Secondly, is anyone actually going to pay for ‘mass market’ content? The short answer is ‘no’ because of the way that people find that content. At a publishing conference last year, someone from The Times Online said that the biggest proportion of traffic to the web site came from Google. Unless Google were to change, you introduce barriers and your content does not get listed which means you don’t get the traffic. Even if your charging site is listed, users will learn and they will not click on your links, which will lower your ranking and you will lose traffic.
So if you introduce charging, you will lose the traffic you need for the charging to work. In narrower B2B markets, people do pay for web content already because the content is unique and the users can see the benefit. It is doubtful that will work in the mass market.
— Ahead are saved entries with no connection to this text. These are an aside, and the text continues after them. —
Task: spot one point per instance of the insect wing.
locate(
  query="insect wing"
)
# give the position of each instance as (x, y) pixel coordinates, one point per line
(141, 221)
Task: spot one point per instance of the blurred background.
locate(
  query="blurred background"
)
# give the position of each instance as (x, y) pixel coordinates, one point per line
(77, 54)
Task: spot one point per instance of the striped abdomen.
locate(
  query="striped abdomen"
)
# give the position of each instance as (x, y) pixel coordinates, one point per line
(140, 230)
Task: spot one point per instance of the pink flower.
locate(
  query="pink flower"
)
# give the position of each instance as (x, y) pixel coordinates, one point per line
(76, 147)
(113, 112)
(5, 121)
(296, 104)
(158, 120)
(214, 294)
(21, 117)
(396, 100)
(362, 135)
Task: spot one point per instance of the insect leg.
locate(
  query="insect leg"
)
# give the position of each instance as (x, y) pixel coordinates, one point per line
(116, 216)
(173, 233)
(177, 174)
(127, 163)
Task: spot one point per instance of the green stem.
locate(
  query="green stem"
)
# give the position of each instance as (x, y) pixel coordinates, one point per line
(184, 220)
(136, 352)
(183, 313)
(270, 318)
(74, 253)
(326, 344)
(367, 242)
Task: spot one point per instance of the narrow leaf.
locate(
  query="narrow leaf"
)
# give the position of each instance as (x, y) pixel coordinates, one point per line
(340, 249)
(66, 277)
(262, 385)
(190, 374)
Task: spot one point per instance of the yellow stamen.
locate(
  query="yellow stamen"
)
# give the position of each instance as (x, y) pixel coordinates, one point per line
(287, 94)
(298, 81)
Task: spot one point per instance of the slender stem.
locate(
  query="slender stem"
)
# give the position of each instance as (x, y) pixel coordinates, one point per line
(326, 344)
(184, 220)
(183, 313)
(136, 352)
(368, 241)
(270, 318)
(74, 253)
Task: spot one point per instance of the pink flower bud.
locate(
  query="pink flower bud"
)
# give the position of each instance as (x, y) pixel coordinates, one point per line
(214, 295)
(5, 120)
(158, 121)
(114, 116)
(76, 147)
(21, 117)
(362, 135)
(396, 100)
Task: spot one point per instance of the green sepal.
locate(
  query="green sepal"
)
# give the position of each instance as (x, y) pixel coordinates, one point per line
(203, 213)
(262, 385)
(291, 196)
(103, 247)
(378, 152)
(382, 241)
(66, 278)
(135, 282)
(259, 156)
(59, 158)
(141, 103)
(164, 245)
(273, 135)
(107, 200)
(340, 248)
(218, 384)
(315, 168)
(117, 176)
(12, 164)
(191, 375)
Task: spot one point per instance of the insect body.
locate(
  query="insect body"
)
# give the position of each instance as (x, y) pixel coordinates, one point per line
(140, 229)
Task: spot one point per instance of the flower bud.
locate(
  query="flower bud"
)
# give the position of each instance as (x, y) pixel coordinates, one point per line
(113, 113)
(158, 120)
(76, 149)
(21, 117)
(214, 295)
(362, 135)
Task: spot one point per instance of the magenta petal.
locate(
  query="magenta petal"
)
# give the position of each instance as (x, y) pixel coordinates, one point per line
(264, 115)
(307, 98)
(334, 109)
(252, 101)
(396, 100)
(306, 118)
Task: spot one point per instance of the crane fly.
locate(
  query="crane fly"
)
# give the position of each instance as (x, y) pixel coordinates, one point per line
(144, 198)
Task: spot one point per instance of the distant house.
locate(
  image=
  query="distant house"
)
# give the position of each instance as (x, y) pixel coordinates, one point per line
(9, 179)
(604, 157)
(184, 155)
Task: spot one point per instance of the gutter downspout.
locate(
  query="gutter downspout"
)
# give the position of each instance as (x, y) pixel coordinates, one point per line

Lastly, how are News Corp going to get the money? Obviously you are going to do it via micropayments. Micropayment platforms come in two forms: one where you put credit somewhere which you then make micropayments from; and one where the micropayment comes directly from your bank account. The former platforms have been successfully used outside of the web — the Oyster Card on London transport, for example — but from Mondex to Barclaycard Pulse they have failed in the mass market.
It seems unlikely that real micropayments from your bank account is going to happen any time soon. This is the real problem. If The Sun wants to charge me for the latest celebrity footage or PC Pro wants to charge you to read the latest iPhone review, how are they going to get the money? It seems unlikely I will charge up my ‘Sun Micropayments’ account (or even my News Corp one) for one thing.
If News Corp wants my money they have to find a way of getting it off me which is, at the moment, very hard. Things might change here but it will take some time for a platform to appear. The payment industry is littered with platforms which went nowhere — anyone remember Secure Electronic Transactions (SET), which is how we were all going to pay for things on the web?
So is charging for content is just a good way of burying bad news? Probably. After all, when the recession ends and the advertising revenue returns — it may well be business as usual. And everyone will have forgotten about what was said this week.